Obediently he got up and put on his pack and Rohde refastened the rope about him, careful to see that all was secure. Then they went on in the same order. First the more experienced Rohde, then Peabody, and finally Forester.
The climb down to the glacier — a matter of about two hundred feet — was a nightmare to Forester, although it did not seem to trouble Rohde and Peabody was lost in the daze of his own devising and was oblivious of the danger. Here the rock was bare of snow, blown clean by the strong wind which swept down the pass. But it was rotten and covered with a slick layer of ice, so that any movement at all was dangerous. Forester cursed as his feet slithered on the ice; we should have spikes, he thought; this is madness.

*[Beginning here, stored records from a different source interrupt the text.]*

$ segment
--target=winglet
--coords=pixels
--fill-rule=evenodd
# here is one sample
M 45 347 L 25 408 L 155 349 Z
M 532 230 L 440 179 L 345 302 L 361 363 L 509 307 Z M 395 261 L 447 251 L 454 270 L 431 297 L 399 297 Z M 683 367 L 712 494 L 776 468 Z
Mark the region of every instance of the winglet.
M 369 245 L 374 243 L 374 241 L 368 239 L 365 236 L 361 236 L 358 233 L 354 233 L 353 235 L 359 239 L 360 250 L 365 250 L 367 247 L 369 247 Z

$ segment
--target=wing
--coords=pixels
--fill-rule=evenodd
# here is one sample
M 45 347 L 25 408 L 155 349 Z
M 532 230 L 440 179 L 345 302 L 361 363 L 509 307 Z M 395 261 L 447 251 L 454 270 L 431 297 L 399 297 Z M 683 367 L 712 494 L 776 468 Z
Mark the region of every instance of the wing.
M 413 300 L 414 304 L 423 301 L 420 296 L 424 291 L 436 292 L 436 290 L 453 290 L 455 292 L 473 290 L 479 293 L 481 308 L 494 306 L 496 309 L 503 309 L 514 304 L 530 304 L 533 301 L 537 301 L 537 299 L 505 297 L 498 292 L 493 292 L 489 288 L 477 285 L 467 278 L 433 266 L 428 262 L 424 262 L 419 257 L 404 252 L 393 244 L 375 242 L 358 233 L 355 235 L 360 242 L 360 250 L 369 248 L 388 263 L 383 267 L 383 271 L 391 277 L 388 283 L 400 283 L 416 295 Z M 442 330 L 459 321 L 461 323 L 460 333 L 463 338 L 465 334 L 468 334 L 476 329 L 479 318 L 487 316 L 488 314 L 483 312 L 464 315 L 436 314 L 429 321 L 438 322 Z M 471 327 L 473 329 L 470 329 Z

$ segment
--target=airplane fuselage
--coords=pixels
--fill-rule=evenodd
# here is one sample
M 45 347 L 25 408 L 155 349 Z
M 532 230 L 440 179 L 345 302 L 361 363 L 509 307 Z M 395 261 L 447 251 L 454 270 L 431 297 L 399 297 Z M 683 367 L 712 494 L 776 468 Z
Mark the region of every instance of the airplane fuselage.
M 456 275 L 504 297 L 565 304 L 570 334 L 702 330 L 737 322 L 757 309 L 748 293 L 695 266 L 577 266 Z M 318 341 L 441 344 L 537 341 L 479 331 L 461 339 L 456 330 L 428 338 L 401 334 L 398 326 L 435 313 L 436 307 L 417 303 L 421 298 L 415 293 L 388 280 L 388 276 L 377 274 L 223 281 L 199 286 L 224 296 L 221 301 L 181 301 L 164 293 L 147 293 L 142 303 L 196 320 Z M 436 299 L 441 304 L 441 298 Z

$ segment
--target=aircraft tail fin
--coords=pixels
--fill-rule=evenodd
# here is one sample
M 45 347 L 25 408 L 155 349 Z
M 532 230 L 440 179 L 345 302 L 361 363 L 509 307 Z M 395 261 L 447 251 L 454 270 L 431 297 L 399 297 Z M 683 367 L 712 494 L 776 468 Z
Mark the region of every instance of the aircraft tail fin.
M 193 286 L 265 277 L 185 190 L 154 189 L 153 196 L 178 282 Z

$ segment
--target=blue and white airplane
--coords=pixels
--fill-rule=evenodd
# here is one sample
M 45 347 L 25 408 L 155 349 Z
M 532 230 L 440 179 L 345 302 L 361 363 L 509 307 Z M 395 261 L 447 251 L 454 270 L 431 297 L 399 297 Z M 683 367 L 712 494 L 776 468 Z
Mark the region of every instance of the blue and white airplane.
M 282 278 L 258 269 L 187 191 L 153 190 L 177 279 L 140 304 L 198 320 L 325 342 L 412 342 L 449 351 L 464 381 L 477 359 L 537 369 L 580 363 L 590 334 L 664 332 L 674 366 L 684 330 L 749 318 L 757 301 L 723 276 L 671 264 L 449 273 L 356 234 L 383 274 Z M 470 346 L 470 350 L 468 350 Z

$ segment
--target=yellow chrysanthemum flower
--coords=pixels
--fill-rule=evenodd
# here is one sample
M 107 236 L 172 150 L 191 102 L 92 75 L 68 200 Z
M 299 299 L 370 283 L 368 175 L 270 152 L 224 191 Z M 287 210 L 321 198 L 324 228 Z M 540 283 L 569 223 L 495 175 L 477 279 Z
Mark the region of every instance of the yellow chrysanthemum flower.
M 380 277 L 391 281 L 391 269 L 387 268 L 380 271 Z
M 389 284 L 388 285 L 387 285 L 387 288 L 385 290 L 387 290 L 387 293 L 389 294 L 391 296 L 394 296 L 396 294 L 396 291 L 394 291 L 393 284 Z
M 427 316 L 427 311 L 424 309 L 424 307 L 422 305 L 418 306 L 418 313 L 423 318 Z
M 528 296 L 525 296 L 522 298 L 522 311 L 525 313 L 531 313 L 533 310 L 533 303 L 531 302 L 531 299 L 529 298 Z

It took an hour to descend to the glacier, the last forty feet by what Rohde called an abseil. There was a vertical ice-covered cliff and Rohde showed them what to do. He hammered four of their makeshift pitons into the rotten rock and looped the rope through them. They went down in reverse order, Forester first, with Rohde belaying the rope. He showed Forester how to loop the rope round his body so that he was almost sitting in it, and how to check his descent if he went too fast.

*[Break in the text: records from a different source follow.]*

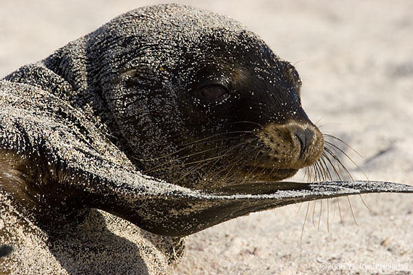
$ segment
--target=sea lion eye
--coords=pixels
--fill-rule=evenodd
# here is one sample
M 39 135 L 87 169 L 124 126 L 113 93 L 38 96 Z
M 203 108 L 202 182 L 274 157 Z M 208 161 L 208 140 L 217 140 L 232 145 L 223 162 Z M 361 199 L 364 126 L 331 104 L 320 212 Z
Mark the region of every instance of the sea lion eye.
M 212 102 L 228 94 L 228 89 L 220 85 L 207 85 L 200 88 L 200 96 L 206 101 Z

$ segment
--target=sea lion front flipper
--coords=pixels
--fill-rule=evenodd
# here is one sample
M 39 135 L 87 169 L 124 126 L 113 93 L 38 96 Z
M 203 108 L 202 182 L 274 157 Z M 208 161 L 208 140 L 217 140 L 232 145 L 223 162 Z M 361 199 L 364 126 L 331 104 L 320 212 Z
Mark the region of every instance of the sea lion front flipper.
M 252 194 L 246 192 L 245 186 L 222 188 L 213 192 L 178 188 L 148 197 L 141 210 L 132 203 L 116 214 L 151 232 L 182 236 L 237 217 L 288 204 L 370 192 L 413 192 L 413 186 L 379 182 L 263 182 L 252 186 Z M 130 201 L 126 197 L 123 201 Z M 145 210 L 147 215 L 136 214 Z M 155 212 L 158 214 L 153 215 Z

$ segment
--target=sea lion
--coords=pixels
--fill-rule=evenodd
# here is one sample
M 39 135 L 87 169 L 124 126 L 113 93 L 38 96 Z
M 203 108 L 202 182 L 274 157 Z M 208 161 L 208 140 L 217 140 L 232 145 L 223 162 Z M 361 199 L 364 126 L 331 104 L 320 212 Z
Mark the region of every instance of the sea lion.
M 157 244 L 142 251 L 176 262 L 180 237 L 251 212 L 413 191 L 277 182 L 322 162 L 323 137 L 301 107 L 298 74 L 240 23 L 207 11 L 133 10 L 1 85 L 3 204 L 12 201 L 37 234 L 59 239 L 85 217 L 107 221 L 89 210 L 98 208 L 167 236 L 145 235 Z M 84 250 L 80 243 L 70 251 Z

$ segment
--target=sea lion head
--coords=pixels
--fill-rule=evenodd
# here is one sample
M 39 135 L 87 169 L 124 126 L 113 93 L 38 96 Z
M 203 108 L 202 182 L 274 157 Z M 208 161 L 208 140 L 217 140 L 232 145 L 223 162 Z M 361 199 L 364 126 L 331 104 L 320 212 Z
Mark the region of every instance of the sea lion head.
M 167 5 L 103 28 L 116 41 L 96 58 L 112 68 L 103 94 L 145 174 L 207 188 L 279 181 L 319 158 L 298 73 L 239 23 Z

‘Try to keep facing the cliff,’ he said. ‘Then you can use your feet to keep clear — and try not to get into a spin.’
Forester was heartily glad when he reached the bottom — this was not his idea of fun. He made up his mind that he would spend his next vacation as far from mountains as he could, preferably in the middle of Kansas.
Then Peabody came down, mechanically following Rohde’s instructions. He had no trace of fear about him — his face was as blank as his mind and all fear had been drained out of him long before, together with everything else. He was an automaton who did precisely what he was told.
Rohde came last with no one to guard the rope above him. He dropped heavily the last ten feet as the pitons gave way one after the other in rapid succession and the rope dropped in coils about his prostrate body. Forester helped him to his feet. ‘Are you okay?’
Rohde swayed. ‘I’m all right,’ he gasped. ‘The pitons — find the pitons.’